Il tourne le bouton et entend les nouvelles. Les mots coulent. L’OTAN et l’Ukraine. Que ferait-il s’il y avait une guerre ? Il se gratte même s’il ne doit pas.
Quelqu’un sonne à la porte. David n’attend pas de visite et n’aime pas quand les voisins passent à l’improviste. Il n’aime pas du tout les voisins. Tout ce qu’ils font, c’est travailler dans des métiers inventés uniquement pour faire avancer l’économie. Économistes, business management, marketing. Chaque fois qu’il voit de la publicité, ce qui est constant quand on vit dans une grande ville, il veut se percer le crâne avec une chignole pour se lobotomiser. Quand ils ne travaillent pas, ils parlent du marché immobilier. Acheter et vendre, vendre et acheter. Ils ont une assurance santé privée et leur conception du féminisme est d’employer une nounou pour pouvoir emmener leurs femmes au spa. Cependant, il y a une femme dans le quartier que David aime bien. Une dame qui y vit depuis plus longtemps que tous les autres, madame Hoffmann.

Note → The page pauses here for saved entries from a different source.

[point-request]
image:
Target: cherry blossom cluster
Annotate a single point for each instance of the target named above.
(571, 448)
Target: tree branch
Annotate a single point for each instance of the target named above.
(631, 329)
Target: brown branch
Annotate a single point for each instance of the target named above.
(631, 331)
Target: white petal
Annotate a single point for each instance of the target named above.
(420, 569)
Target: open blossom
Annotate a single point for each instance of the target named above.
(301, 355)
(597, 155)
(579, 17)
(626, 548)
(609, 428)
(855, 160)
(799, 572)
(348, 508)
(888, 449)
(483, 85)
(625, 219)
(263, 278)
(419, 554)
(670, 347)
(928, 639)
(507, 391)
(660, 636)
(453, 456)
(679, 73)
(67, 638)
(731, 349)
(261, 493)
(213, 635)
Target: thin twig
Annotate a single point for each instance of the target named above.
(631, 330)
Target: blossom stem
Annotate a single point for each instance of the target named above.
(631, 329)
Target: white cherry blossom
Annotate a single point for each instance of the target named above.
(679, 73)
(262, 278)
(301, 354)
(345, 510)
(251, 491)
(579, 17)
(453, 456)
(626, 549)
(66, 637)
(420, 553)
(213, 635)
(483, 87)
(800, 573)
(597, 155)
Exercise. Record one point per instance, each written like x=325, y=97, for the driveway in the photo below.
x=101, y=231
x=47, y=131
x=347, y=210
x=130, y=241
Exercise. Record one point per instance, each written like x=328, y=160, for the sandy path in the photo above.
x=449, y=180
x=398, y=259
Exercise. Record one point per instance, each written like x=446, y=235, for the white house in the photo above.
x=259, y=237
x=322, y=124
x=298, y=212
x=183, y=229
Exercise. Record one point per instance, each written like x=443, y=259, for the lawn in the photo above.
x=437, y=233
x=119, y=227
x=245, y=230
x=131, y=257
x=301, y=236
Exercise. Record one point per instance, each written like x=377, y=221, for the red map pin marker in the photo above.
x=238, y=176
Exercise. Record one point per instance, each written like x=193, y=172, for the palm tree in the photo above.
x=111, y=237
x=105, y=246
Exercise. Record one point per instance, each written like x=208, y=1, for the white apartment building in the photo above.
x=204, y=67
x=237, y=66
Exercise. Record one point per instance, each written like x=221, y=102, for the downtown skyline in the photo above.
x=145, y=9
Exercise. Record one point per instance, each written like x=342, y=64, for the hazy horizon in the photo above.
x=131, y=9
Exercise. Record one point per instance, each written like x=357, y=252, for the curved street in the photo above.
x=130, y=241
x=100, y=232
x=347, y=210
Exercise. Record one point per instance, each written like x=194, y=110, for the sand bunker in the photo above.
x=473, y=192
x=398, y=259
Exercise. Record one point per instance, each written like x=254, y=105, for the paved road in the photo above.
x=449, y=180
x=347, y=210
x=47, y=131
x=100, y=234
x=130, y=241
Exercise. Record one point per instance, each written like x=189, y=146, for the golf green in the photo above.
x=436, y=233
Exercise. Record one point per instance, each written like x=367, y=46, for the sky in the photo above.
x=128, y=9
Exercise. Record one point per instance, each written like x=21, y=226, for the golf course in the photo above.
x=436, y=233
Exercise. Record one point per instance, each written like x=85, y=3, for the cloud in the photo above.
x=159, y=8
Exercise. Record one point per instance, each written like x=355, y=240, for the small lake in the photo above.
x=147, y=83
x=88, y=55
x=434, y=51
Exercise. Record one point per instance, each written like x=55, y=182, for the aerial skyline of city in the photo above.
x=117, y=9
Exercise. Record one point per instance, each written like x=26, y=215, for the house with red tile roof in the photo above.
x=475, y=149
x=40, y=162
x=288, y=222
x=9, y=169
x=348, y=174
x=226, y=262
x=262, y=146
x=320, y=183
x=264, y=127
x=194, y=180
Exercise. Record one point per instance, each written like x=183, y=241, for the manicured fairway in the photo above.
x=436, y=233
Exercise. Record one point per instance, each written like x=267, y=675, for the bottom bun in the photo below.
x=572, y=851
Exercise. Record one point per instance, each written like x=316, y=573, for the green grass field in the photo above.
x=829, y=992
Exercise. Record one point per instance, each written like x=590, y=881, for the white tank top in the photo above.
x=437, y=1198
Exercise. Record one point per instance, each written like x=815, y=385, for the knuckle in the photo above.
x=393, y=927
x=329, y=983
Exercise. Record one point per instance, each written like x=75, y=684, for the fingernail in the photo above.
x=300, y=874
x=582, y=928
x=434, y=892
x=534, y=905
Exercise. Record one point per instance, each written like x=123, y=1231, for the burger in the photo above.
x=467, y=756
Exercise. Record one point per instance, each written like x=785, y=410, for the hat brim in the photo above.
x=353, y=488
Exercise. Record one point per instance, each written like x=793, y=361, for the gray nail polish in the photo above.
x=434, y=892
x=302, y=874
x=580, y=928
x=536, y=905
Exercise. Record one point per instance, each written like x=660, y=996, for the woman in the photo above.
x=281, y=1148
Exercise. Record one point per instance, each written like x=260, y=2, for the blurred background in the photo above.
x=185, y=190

Son jardin est soigneusement entretenu et toutes les pièces de la maison sont encombrées d’objets. Elle aime bien David parce qu’ils peuvent parler allemand ensemble. Le père de madame Hoffmann était nazi. Elle le lui a raconté la première fois qu’il est allé chez elle. David y était parce que madame Hoffmann avait demandé à la mère de David si elle connaissait quelqu’un qui pourrait l’aider à accrocher des tableaux. Pendant qu’il accrochait une peinture romantique d’une cascade, elle le lui a raconté. Elle a dit : « Quand la guerre fut finie, mon père est allé se noyer dans la grande cascade qui traversait ma ville natale. Elle fournissait de l’électricité à une grande partie du nord-est de l’Allemagne. Son corps a traversé les turbines comme de la chair à travers un moulin. À la fin, il ne restait plus que de la weisswurst, car il n’avait pas d’âme. Chaque fois que je regarde le tableau, je pense à lui. » Elle a ri d’un grand rire rond. David a ressenti une confiance instinctive envers elle et a ri aussi, debout sur la chaise. Ce n’est pas madame Hoffmann qui se tient à la porte lorsqu’il l’ouvre. Ce sont deux hommes bien coiffés. Tous deux en chemise et cravate, mais sans veste. Ils sourient avec de grandes dents brillantes et parlent à David du bonheur. Du bonheur qu’il trouvera à travers les écritures, la Bible et Jésus. David a toujours pensé que Jésus était une belle figure, mais quelle serait la valeur de la vie si le Messie était déjà venu ? David prend leur brochure et ferme la porte. Il s’allonge et pense au jour du jugement. Il s’endort. Quand il se réveille, tout est pareil.